Chip Kelly and Davis have both spoken of tailoring their schemes to fit the strengths of the players. The goal was to transition from a Wide-9 4-3 to a two-gap 3-4, with the idea that they would stop at the appropriate in-between point in Year One. Go as far as the personnel allowed them, in other words.
There are elements of the 4-3 still present, as Davis pointed out. But to say the scheme is catering to the players' strengths would be a big leap from reality.
Take Trent Cole, as an example. Much of the talk heading into the season was about his move from 4-3 end to outside linebacker. And it's true that he is deployed in that role. But he also takes on the role of a 3-4 end at times.
Big differences between a 3-4 end and a 4-3 end, right?
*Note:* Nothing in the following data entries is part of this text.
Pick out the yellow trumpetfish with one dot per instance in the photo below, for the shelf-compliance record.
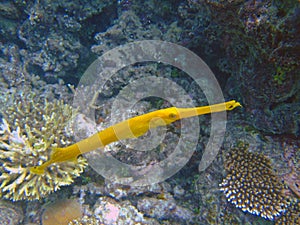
(130, 128)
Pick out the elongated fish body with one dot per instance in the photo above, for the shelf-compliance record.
(130, 128)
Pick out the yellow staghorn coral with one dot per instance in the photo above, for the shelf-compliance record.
(251, 184)
(30, 127)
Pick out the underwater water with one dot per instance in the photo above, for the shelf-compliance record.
(149, 112)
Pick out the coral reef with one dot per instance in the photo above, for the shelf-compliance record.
(31, 126)
(291, 216)
(62, 212)
(85, 221)
(10, 214)
(254, 44)
(251, 183)
(164, 208)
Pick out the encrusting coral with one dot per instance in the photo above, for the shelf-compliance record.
(30, 126)
(251, 183)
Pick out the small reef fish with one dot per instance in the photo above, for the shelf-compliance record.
(130, 128)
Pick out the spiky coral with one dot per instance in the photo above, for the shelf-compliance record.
(252, 185)
(85, 221)
(291, 217)
(31, 127)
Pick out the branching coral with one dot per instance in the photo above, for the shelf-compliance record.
(252, 185)
(291, 217)
(31, 126)
(85, 221)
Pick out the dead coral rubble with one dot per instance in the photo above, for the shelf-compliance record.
(251, 184)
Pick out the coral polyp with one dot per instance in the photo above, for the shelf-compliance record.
(251, 184)
(30, 127)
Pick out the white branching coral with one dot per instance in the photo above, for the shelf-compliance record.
(29, 129)
(252, 185)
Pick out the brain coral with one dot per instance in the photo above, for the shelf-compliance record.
(30, 127)
(251, 183)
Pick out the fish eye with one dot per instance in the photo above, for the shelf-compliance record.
(172, 116)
"Oh yeah. Oh yeah," said Cole. "You get double-teamed every time...And you're two-gapping at the same time. It's a beast.
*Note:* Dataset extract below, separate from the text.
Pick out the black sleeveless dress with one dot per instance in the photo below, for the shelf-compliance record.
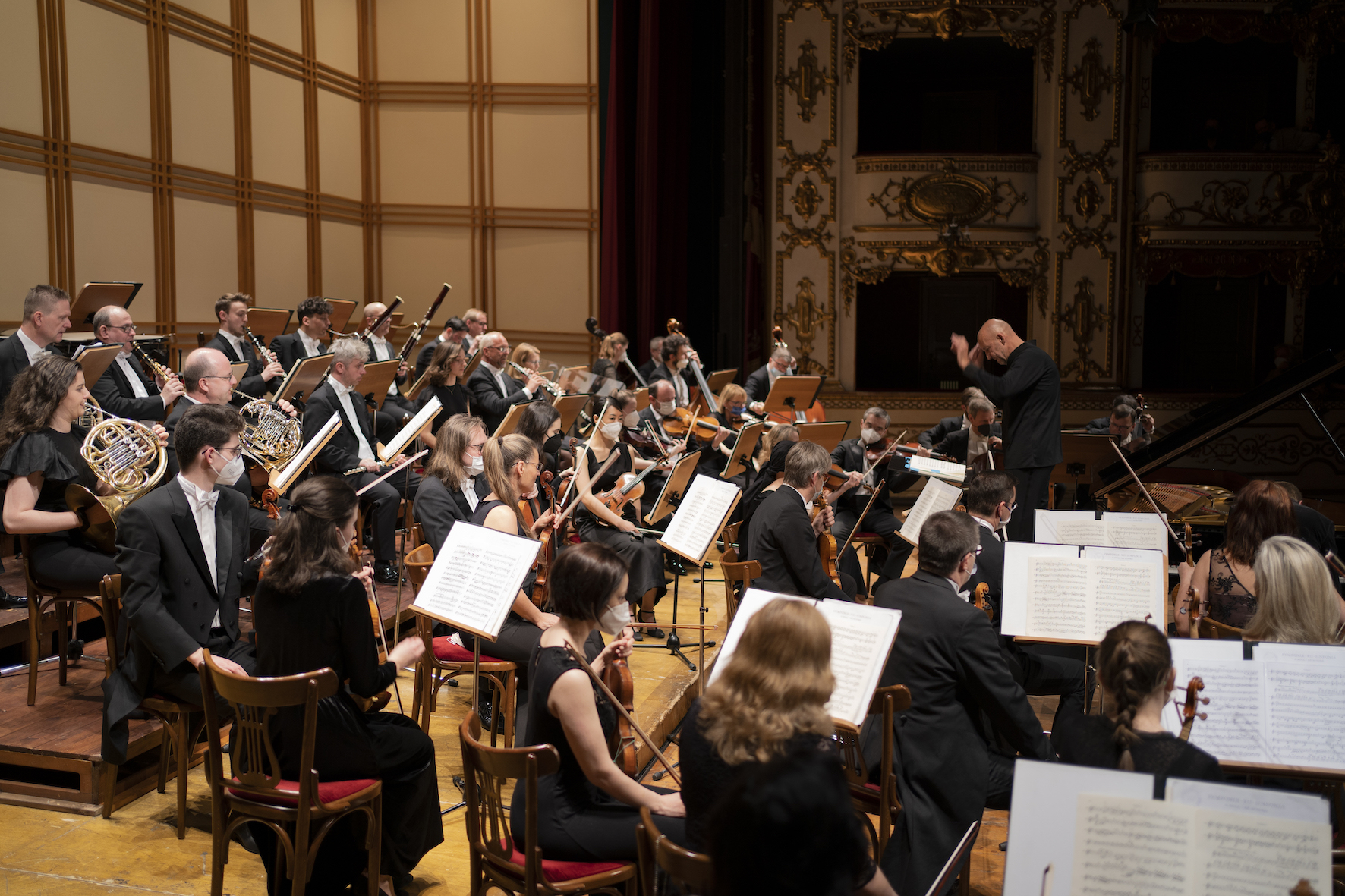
(576, 821)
"The guys that are here, Brandon [Graham], we're learning two new positions," added Cole, before putting his editor hat on. "You've got something to write. Now you've got your story. I'll even tell you how to type it up: 'If you look at it, they really have two new positions that they are playing in, and they're doing well at it.'"
Maybe, but could they be doing better in a different role?
The same question applies to Fletcher Cox, who looked like an emerging star by season's end last year. Maybe the defense's best player, even. The second-year leap has not occurred yet, mostly because he is learning a new position. Vinny Curry, a quick-shooting pass rusher, is essentially without a home in this new design, which requires more gap responsibility from its linemen.
Davis said they used even more of the two-gap alignment on Sunday against Denver to help disguise what they were trying to do against Peyton Manning. Obviously, it wasn't effective.
There are drastic changes underway on the defensive side of the ball. Growing pains were anticipated, and they have hit this unit hard. By the sounds of it, the plan is to push right through the pain, rather than easing back in the name of a more comfortable fit.
"Right now we're at a stage of four weeks of live football that we've tested the defense in, and we're not where we want to be," said Davis. "But believe it or not, I know the results are not there, but behind the scenes -- and I've watched that [Denver] game probably 10 times on tape as well as every other game we've played -- the fundamentals, the techniques, the understanding, the players playing with each other, it is moving forward. The results did not show, obviously, so I'm asking you to trust me even though there is not the results.
"It will turn. It will turn. It hasn't turned yet, it's not where we wanted to be, but we'll continue to put our heads down and work, and I really believe it will turn."